La loro Resistenza, spesso priva di compiacimenti e medaglie, orfana dell’unica iconografia unanimemente riconosciuta del fucile e della montagna, troppo spesso è stata svalutata.
Eppure avevano corso rischi ogni giorno, come i loro compagni di strada, ma per loro se ne aggiungeva uno ulteriore, quello che resta indelebilmente inciso nel corpo e nell’animo di una donna e per questo il più taciuto: lo stupro.
Teresa Mattei venne violentata da cinque nazisti delle SS. Riuscì a rivelarlo solo nel 1997, a 50 anni da quell’orrore. Ancora una volta la vergogna delle donne di parlarne, eppure era stata una resistenza al nemico che avrebbe dovuto essere onorata. Era avvenuta senza armi, questo forse la rendeva meno eroica?

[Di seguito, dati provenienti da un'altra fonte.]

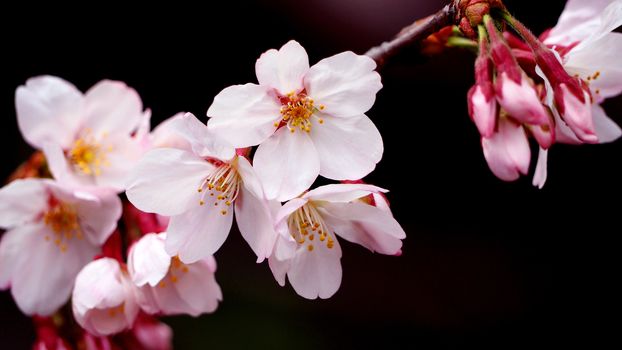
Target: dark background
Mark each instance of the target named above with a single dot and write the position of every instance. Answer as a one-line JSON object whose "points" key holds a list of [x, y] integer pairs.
{"points": [[486, 263]]}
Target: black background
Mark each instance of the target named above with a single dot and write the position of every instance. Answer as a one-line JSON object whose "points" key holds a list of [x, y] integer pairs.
{"points": [[486, 263]]}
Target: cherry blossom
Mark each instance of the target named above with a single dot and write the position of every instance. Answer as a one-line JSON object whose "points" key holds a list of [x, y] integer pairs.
{"points": [[167, 285], [306, 120], [199, 189], [104, 299], [87, 138], [307, 250], [52, 232]]}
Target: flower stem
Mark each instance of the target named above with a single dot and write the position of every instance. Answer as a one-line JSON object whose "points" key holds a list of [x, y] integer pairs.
{"points": [[413, 33]]}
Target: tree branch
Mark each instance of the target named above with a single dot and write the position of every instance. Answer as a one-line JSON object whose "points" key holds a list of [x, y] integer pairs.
{"points": [[413, 33]]}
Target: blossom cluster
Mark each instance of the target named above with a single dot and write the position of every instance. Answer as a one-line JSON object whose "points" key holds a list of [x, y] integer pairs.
{"points": [[550, 88], [121, 262]]}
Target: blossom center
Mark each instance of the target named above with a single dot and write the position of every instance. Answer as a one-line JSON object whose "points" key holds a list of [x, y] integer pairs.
{"points": [[223, 185], [89, 156], [62, 218], [298, 111], [305, 224]]}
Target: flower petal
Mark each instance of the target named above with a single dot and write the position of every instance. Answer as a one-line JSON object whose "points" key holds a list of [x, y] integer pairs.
{"points": [[204, 143], [199, 232], [49, 109], [371, 227], [198, 287], [255, 223], [539, 177], [22, 201], [287, 164], [342, 192], [112, 107], [244, 115], [166, 180], [147, 261], [349, 149], [346, 84], [284, 69], [316, 272], [48, 264]]}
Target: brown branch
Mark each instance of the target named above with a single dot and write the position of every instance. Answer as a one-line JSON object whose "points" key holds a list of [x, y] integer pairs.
{"points": [[413, 33]]}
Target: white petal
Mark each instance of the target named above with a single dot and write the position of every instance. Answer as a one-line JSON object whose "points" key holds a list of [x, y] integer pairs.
{"points": [[244, 115], [316, 272], [579, 19], [166, 181], [606, 129], [49, 266], [22, 201], [349, 149], [287, 164], [198, 287], [98, 217], [113, 107], [602, 56], [204, 143], [147, 261], [342, 192], [49, 109], [346, 84], [539, 177], [284, 69], [199, 232], [256, 224], [371, 227]]}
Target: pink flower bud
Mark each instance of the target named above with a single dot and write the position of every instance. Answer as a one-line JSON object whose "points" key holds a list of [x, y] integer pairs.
{"points": [[103, 298]]}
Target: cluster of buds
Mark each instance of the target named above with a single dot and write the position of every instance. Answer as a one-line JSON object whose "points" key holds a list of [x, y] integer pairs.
{"points": [[526, 88]]}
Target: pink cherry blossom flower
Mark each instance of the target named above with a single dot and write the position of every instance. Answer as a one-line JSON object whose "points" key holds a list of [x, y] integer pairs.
{"points": [[87, 138], [507, 151], [52, 232], [167, 285], [589, 51], [198, 189], [306, 121], [307, 250], [104, 300]]}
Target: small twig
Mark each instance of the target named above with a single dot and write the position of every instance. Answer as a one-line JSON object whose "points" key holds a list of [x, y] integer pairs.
{"points": [[413, 33]]}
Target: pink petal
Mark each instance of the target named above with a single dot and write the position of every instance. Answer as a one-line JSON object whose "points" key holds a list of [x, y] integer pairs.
{"points": [[244, 115], [287, 164], [371, 227], [112, 107], [255, 223], [49, 109], [342, 192], [198, 287], [22, 201], [203, 143], [539, 177], [346, 84], [284, 69], [316, 272], [507, 152], [349, 149], [166, 181], [199, 232], [147, 261]]}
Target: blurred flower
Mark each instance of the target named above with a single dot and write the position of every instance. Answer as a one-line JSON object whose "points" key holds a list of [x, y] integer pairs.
{"points": [[53, 231], [306, 121], [87, 138], [307, 250], [197, 189], [168, 286], [104, 300]]}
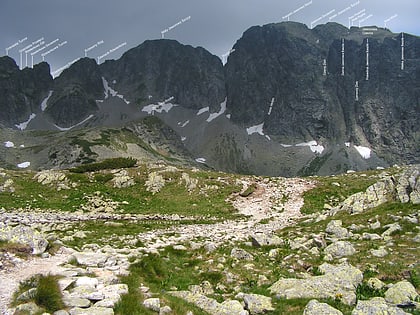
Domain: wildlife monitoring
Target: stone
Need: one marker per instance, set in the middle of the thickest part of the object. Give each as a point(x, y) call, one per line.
point(27, 308)
point(76, 302)
point(255, 303)
point(391, 229)
point(339, 249)
point(402, 292)
point(376, 305)
point(152, 304)
point(90, 259)
point(316, 308)
point(338, 281)
point(86, 281)
point(335, 229)
point(165, 310)
point(375, 284)
point(262, 239)
point(24, 235)
point(205, 288)
point(381, 252)
point(241, 254)
point(91, 311)
point(211, 305)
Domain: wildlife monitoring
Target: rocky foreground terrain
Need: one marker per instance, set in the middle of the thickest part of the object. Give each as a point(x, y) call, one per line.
point(160, 239)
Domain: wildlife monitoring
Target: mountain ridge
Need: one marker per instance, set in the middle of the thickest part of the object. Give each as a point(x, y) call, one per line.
point(280, 99)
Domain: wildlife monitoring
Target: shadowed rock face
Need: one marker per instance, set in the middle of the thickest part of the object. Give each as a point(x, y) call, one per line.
point(285, 62)
point(283, 78)
point(21, 92)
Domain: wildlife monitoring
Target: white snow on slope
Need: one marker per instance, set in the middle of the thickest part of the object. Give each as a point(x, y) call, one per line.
point(158, 108)
point(203, 110)
point(363, 151)
point(221, 111)
point(256, 129)
point(110, 91)
point(24, 165)
point(69, 128)
point(45, 101)
point(182, 125)
point(271, 106)
point(22, 126)
point(313, 145)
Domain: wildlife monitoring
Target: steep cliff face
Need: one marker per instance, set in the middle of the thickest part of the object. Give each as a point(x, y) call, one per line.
point(161, 69)
point(284, 104)
point(276, 76)
point(21, 92)
point(75, 93)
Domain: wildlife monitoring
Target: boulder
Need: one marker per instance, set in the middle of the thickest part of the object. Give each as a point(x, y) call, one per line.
point(262, 239)
point(335, 230)
point(90, 259)
point(229, 307)
point(316, 308)
point(24, 235)
point(241, 254)
point(338, 281)
point(376, 305)
point(91, 311)
point(402, 292)
point(255, 303)
point(152, 304)
point(339, 249)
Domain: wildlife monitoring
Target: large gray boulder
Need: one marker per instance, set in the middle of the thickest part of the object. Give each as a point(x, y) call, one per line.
point(376, 305)
point(339, 249)
point(402, 292)
point(255, 303)
point(24, 235)
point(316, 308)
point(229, 307)
point(338, 281)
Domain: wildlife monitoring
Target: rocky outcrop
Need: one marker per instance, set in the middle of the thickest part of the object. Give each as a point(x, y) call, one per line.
point(338, 282)
point(22, 234)
point(403, 187)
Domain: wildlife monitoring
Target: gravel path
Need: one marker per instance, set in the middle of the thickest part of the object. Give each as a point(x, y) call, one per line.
point(262, 204)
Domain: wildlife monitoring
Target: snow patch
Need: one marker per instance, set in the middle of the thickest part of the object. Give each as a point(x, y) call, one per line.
point(110, 91)
point(313, 145)
point(271, 106)
point(203, 110)
point(45, 101)
point(182, 125)
point(162, 107)
point(69, 128)
point(24, 165)
point(256, 129)
point(24, 125)
point(364, 151)
point(219, 113)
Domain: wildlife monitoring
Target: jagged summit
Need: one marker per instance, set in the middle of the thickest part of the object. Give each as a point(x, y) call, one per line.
point(289, 99)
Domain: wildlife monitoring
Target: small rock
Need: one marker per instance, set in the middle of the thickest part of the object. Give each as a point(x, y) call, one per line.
point(241, 254)
point(152, 304)
point(401, 293)
point(316, 308)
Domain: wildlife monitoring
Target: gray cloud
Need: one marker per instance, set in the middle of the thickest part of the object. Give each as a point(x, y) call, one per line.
point(214, 24)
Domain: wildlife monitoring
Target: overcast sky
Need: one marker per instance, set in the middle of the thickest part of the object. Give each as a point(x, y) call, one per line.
point(212, 24)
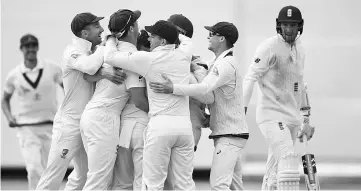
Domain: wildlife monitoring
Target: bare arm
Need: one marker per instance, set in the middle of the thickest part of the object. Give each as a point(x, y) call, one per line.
point(88, 64)
point(115, 75)
point(138, 62)
point(5, 105)
point(207, 98)
point(138, 96)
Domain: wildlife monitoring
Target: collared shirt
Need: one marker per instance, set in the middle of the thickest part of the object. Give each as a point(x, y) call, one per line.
point(221, 75)
point(133, 80)
point(77, 59)
point(278, 69)
point(175, 63)
point(34, 91)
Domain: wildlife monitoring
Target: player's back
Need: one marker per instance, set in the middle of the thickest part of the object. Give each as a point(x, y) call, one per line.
point(77, 90)
point(175, 64)
point(281, 86)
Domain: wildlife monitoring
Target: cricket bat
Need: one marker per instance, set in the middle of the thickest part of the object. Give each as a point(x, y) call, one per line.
point(308, 159)
point(34, 124)
point(309, 168)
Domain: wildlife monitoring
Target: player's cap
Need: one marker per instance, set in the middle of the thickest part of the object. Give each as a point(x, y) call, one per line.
point(165, 30)
point(289, 14)
point(142, 39)
point(226, 29)
point(81, 20)
point(183, 24)
point(28, 39)
point(123, 18)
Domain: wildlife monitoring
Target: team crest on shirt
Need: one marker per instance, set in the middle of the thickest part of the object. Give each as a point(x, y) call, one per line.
point(75, 56)
point(215, 71)
point(64, 153)
point(24, 89)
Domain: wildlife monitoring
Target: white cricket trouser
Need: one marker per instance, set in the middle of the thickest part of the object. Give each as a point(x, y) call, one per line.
point(226, 170)
point(35, 144)
point(281, 140)
point(168, 143)
point(128, 169)
point(100, 132)
point(66, 145)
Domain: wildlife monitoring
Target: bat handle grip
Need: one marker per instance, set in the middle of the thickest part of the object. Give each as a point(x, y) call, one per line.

Gli storici hanno scritto che le donne hanno contribuito alla Resistenza, non che l’hanno fatta; che hanno avuto compiti ausiliari, non che ne sono state protagoniste.
Attenzione al peso grave delle parole e al ridimensionamento che esprimono perché rischia di restituirci una Resistenza dimidiata e impoverita.

Le resistenti avevano scelto la Resistenza per uscire da umiliazione e sudditanza sia come cittadine italiane ed europee, sia come donne, ma una volta finita la guerra il più grande tradimento che avevano trovato era stata la disillusione di non essere pienamente riconosciute, talvolta persino dimenticate.

A questa disillusione appartiene la discussione all’Assemblea costituente in cui tutti i partiti, da destra a sinistra, eccetto le donne Costituenti e altre rare eccezioni, avevano sostenuto, con diversi gradi di misoginia, l’inadeguatezza delle donne ad indossare la toga e ad imbracciare le armi: escluse dalla giurisdizione e dall’esercito. E questo in spregio all’art. 3 della Costituzione. Si dovranno aspettare decenni per ripristinare il principio di uguaglianza, scritto con il sangue di uomini e donne, di partigiani e partigiane.

Questa terra ha pianto le stragi dei fascisti a Montemaggio, Monticchiello, Rigosecco e Scalvaia, come ha pianto i morti uccisi dei nazisti a Molli e Tegoia, ma questa terra ci ha donato la sua partigiana Chicchi che, incinta senza essere sposata, contro stereotipi e pregiudizi, ha consegnato il 27 dicembre 1947 il testo della Costituzione nelle mani del Presidente della Repubblica Enrico de Nicola in quanto più giovane tra i Costituenti.
Grazie alle donne e agli uomini di Siena e della Toscana per averci regalato questo Paese libero e democratico, con la ricchezza dei suoi nomi femminili e maschili provenienti da tutte le parti del mondo.